But when something goes awry, as it did near the end of my encounter with Peaches, that sense of astonishment and delight can evaporate very quickly.

DESTINATION: UNCERTAIN

As we approached my designated drop-off location near the Fairmont Hotel — where presidents have stayed and Tony Bennett first sang “I Left My Heart In San Francisco" — Peaches advised me to gather my belongings and prepare to get out of the car.

While I grabbed my bag as the robotaxi appeared to be pulling over to the curb, Peaches suddenly sped up and — inexplicably — started driving away in the opposite direction.

After seeing the dashboard display screen indicating I was now somehow an estimated 20 minutes away from my destination, I grew frantic. I asked Peaches what was going on. There was no response, so I used a feature on Cruise's ride-hailing center that enables a passenger to contact a human in a call center.

The Cruise representative confirmed that Peaches had gotten confused, apologized and assured me the robotaxi had been reprogrammed to get me to my original destination.

Indeed, the car did seem to be headed back to where I requested.
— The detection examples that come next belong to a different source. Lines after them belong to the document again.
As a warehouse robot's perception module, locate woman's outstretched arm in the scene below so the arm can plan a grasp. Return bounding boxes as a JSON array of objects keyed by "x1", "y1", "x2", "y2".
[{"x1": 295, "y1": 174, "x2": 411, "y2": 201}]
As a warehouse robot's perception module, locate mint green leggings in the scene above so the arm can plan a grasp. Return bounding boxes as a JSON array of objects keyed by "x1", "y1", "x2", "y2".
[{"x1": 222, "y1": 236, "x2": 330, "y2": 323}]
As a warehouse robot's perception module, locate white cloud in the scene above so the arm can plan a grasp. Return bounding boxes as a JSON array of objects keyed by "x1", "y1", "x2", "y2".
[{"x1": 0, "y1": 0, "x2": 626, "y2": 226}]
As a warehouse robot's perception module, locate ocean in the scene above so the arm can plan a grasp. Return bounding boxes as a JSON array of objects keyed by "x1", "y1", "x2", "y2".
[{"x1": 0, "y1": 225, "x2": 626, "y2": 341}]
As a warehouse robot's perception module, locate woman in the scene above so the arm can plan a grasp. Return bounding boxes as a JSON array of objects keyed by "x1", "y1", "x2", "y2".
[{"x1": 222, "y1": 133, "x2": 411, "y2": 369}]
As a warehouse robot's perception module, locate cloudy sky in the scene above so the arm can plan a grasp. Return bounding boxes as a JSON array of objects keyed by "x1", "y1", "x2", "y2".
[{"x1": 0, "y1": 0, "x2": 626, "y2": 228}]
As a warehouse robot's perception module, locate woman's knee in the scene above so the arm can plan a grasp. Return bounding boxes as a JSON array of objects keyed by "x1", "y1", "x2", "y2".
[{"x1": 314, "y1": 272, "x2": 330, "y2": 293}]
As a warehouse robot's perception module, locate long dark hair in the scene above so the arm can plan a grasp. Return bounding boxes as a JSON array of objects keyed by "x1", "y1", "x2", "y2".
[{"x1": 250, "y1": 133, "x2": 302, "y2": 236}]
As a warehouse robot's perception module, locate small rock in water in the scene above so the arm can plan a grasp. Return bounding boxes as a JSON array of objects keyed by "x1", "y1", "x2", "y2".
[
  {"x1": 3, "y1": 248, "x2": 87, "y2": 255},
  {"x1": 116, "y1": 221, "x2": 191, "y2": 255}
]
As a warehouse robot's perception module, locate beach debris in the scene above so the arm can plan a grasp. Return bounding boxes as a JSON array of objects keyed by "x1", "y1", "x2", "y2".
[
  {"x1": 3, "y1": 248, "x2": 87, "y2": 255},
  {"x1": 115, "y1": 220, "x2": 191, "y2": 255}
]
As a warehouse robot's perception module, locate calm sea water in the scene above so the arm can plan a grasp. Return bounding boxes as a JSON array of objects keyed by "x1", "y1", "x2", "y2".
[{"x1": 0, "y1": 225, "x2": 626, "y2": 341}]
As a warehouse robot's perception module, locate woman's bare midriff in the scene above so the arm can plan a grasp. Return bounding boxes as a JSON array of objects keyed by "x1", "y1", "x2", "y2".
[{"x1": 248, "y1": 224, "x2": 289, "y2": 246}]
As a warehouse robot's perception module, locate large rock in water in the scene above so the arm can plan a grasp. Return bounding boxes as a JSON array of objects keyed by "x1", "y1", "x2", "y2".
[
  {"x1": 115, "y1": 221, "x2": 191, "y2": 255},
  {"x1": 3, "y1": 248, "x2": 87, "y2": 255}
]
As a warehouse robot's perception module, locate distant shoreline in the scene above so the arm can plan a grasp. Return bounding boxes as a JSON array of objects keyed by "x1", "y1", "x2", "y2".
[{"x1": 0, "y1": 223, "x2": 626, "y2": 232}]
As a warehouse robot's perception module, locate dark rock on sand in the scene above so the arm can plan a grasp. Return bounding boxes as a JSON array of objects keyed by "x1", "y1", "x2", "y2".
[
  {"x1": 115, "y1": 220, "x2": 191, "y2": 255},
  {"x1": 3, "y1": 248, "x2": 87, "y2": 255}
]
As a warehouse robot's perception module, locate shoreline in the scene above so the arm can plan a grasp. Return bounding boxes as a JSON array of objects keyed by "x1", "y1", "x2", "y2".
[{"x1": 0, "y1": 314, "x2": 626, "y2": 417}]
Then it started doing the old same thing again, making me wonder whether Peaches might like me a little too much to let me go. Feeling more like I was stuck on Mr. Toad's Wild Ride at Disneyland than riding in an artificially intelligent car, I contacted Cruise's call center. Peaches, they told me apologetically, seemed to be malfunctioning.

Suddenly, Peaches came to a halt right in the middle of the street. I bolted from the Bolt, marooned several blocks away from my destination shortly before 10 p.m.

Fortunately, I know my way around San Francisco, so I walked the rest of the way to where I needed to be. But what if this had happened to tourists? Would they know where to go? How would they feel being forced to walk around a strange neighborhood in a big city late at night?

MAYBE DON'T STOP HERE

When I discussed the incident during an interview for a recent story about robotaxis, Cruise CEO Kyle Vogt apologized and assured me the problem had been fixed.

Sure enough, I was picked up and dropped off at my designated destinations in rides I took with another Associated Press reporter in two different Cruise robotaxis — one named Cherry and the other Hollandaise — on a mid-February night in San Francisco. But Cherry chose to drop us off at a bus stop just as a bus was trying to pull up to pick up a bunch of passengers. They weren't happy about their ride on mass transit being delayed; they began jeering us.

My experience apparently isn't isolated. The San Francisco County Transportation Authority has raised a red flag about robotaxis making unexpected, prolonged stops in the middle of streets and identified other problems that threaten to cause headaches and potentially imperil public safety.

Earlier this month, Vogt revealed that Cruise had voluntarily recalled the software in 300 robotaxis after one of them rear-ended a bus in San Francisco and declared the problem that led to the fender-bender had been fixed. Not long after that, five Waymo vehicles blocked traffic after becoming disoriented in San Francisco's famously foggy conditions and coming to a stop.

And my experience with Peaches? Whenever I reminisce about that ride, I am also reminded of another trip to New York that I took two days after the robotaxi couldn't deliver me to my destination.

After I landed at JFK Airport, I hopped into an old-fashioned taxi driven by a fellow named Talid. I remember having a pleasant conversation with Talid, who chuckled as I recounted what happened with Peaches. At the end of the ride, Talid dropped me off at Grand Central Terminal, as I had requested. Then his cab drove off — with, of course, a human still behind the wheel.